Intel-GE Care Innovations Launches New Caregiver Tech

In addition to its current caregiver tech solutions, Intel-GE Care Innovations has launched a new platform, in beta form, that is now available to streamline the process for all caregivers. 

Free of charge, caregivers can now access a platform to better enable the 65 million Americans who currently count caregiving among their responsibilities. 

The technology, Connect Caregiver, first launched through a partnership with two caregiver advocacy organizations and is now available to members as well as non-members of those groups. Other caregiving platforms have emerged recently to assist the millions of Americans who not only provide caregiving services but also manage full time jobs. Tech provider Philips launched a Community Without Walls product earlier this year.


From shared contacts to a shared calendar and incorporating local resources such as home maintenance professionals, the new Intel-GE Care Innovations platform brings parties together throughout the caregiving process.

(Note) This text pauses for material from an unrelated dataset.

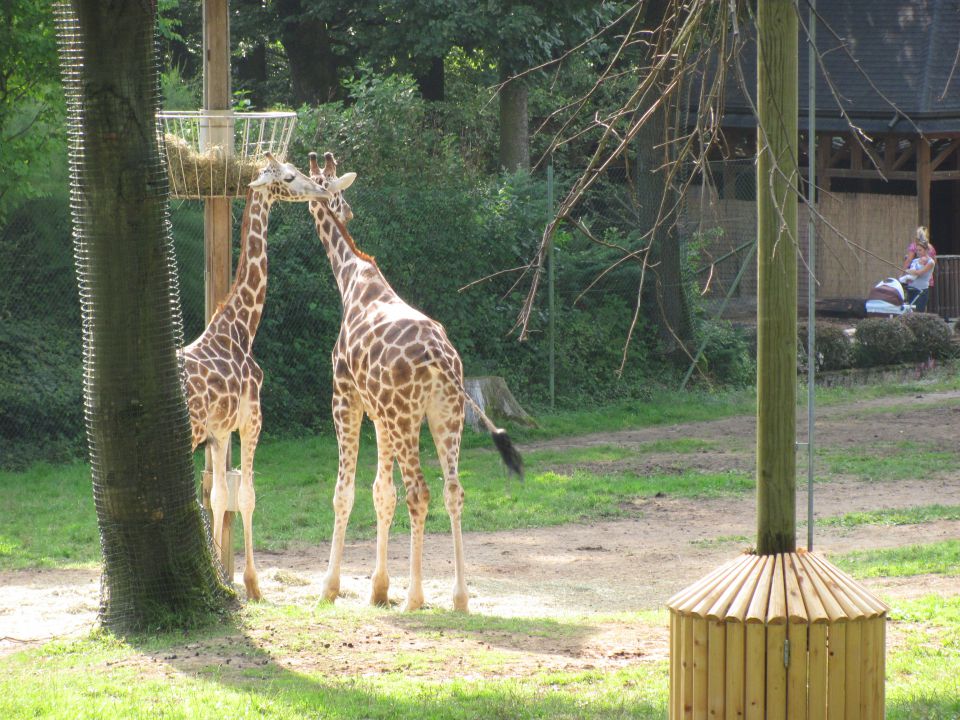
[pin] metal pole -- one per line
(811, 254)
(551, 303)
(217, 230)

“The idea is to bring all of the tools and capabilities into one place to competently manage the care of a loved one,” says Shannon McIntyre, a spokeswoman for Care Innovations. “They are able to share tasks with a the ‘care circle,’ from organizing medications to tracking vital signs and other measurements.”

The web-based platform is open to all independent caregivers with a hope to launch a completed version by subscription in 2014. While currently it is available to those who are independent, Care Innovations envisions the ways in which the technology may connect community-based care with those independent caregivers.


“That is the next step of this,” McIntyre says. “We plan to make the information in this tool shareable so you can pull in more enterprise level folks, doctors and clinicians and down the road, senior care providers.”

The beta phase enables Care Innovations to gather feedback among caregivers before launching its final form.

“That’s the beauty of the beta phase,” McIntyre says. “[We can say] ‘What works? What doesn’t work? Who should we bring into the mix?” We will get some great insights into this population to adapt the tool before the launch.”